Essentials

  • 1

    Triage is the ongoing process of sorting patients on the basis of the urgency of their need for medical care.

  • 2

    Urgency is distinct from both severity and complexity.

  • 3

    Triage categorization has been found to relate strongly to both resource use and patient outcome in the near term.

  • 4

    The five-level Australasian Triage Scale (ATS) forms the basis of emergency department triage in Australasia.

  • 5

    The ATS is also used in case mix funding models and important performance measures.

  • 6

    The ‘treatment strategy’ by which the next patient to be seen is chosen from the various treatment queues continues to evolve in the face of increasing demand and ‘streaming’ according to patient characteristics and likely therapeutic need.

  • 7

    Similar triage scales have been developed and adopted in other jurisdictions.

Introduction

Provision of high-availability quality medical care is expensive and has been traditionally limited to the very wealthy or to situations of great demand, such as the military in battle.

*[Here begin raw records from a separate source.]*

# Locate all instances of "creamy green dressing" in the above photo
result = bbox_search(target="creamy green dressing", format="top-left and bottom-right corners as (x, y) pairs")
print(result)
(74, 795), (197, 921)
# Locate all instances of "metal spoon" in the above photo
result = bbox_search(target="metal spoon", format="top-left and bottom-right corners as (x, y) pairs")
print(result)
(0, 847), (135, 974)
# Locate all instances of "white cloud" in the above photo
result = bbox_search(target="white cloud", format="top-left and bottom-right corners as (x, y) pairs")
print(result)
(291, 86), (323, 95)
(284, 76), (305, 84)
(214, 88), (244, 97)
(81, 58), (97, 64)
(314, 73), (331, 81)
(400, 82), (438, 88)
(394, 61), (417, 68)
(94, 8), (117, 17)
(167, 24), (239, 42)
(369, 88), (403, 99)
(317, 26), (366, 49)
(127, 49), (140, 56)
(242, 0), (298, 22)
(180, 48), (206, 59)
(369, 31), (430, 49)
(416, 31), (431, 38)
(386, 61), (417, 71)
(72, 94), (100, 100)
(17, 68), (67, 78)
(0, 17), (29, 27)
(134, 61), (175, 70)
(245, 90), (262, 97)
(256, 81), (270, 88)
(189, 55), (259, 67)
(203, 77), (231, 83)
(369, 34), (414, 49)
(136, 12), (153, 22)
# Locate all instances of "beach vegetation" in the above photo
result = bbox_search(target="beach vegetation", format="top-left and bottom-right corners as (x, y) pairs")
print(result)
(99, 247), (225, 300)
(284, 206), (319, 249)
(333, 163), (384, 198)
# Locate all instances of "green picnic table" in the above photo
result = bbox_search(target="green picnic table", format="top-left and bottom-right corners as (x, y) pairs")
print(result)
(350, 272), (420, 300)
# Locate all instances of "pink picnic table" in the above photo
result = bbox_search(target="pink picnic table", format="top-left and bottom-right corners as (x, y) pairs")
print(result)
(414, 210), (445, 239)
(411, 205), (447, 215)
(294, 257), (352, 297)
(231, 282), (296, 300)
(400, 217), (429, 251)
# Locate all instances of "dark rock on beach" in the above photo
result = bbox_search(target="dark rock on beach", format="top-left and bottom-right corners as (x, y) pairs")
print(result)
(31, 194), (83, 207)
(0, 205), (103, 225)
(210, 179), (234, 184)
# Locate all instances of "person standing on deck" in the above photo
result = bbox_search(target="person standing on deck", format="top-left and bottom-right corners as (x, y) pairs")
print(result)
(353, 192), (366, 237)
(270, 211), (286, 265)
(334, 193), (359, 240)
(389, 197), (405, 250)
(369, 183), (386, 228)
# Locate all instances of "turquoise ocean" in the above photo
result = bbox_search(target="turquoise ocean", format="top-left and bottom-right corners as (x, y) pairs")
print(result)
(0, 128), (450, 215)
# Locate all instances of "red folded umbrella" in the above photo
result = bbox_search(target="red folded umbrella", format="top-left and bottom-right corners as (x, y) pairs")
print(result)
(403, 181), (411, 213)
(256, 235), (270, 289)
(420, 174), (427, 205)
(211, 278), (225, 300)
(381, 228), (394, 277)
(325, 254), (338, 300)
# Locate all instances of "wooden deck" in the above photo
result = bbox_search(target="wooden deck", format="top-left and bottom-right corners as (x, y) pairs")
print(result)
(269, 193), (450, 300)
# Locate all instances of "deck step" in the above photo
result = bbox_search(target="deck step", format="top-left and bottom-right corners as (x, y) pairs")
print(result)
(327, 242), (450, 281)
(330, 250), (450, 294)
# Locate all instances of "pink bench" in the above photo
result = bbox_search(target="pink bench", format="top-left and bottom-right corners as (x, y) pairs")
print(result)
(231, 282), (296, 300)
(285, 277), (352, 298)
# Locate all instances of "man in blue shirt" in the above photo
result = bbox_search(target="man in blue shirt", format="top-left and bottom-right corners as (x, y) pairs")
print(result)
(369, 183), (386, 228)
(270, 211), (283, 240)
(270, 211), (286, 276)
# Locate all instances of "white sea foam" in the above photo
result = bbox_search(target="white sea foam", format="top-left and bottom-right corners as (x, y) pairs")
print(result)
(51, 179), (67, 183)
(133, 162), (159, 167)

Even today, well-organized emergency medical systems are concentrated in societies sufficiently affluent to spend 5% or more of Gross Domestic Product (GDP) on health. Some form of rationing is required whenever an expensive resource is coupled with fluctuating demand. Price, queuing and denial are all used in different areas of medicine. Simple application of any of these methods in emergency medicine would not be efficient nor equitable, so the majority of emergency medical systems use a triage process to sort patients into a number of queues.

Triage, the sorting of patients on the basis of urgency, is an ongoing process that nevertheless requires formal structures at different points within the continuum of care. In the emergency department (ED) setting there is considerable evidence that urgency can be assigned reliably and distinctly on a five-level scale and that this categorization is applicable and useful beyond the concept of ‘urgency’ into other aspects of hospital care.

Origins of triage

The word ‘triage’, arising from the French ‘trier’ meaning ‘to sort’ has its origins in Latin. It has entered English at least three times: from the 18th century wood industry, the 19th century coffee industry and from 20th century emergency medicine. The process understood today as triage was first described by Baron Dominique Jean-Larrey (1766–1842), the surgeon to Napoleon, who also developed the ambulance volante, the first field ambulance. This delivered large numbers of injured but salvageable cases to medical units, mandating a more efficient system than treatment in order of military rank. Jean-Larrey’s ‘order of dressing and arrangement’ by urgency was also in keeping with the egalitarian spirit of the French revolution, although there is no evidence that he actually used the word triage. His concept was embraced and refined by military surgeons over the next 150 years, usually with the primary intent of returning soldiers to battle in the most efficient manner.

Civilian triage developments

There was certainly some sorting of patients from the moment ‘casual wards’ opened in 19th century hospitals, but the first systematic description in civilian medicine was in Baltimore in 1966. Since that time, there has been a huge growth in emergency medicine as a specialty and a number of workers have undertaken formal investigation of triage, particularly in Australasia. The Australasian experience formed the basis of ED triage development in Canada and the UK, while some other jurisdictions have developed systems independently.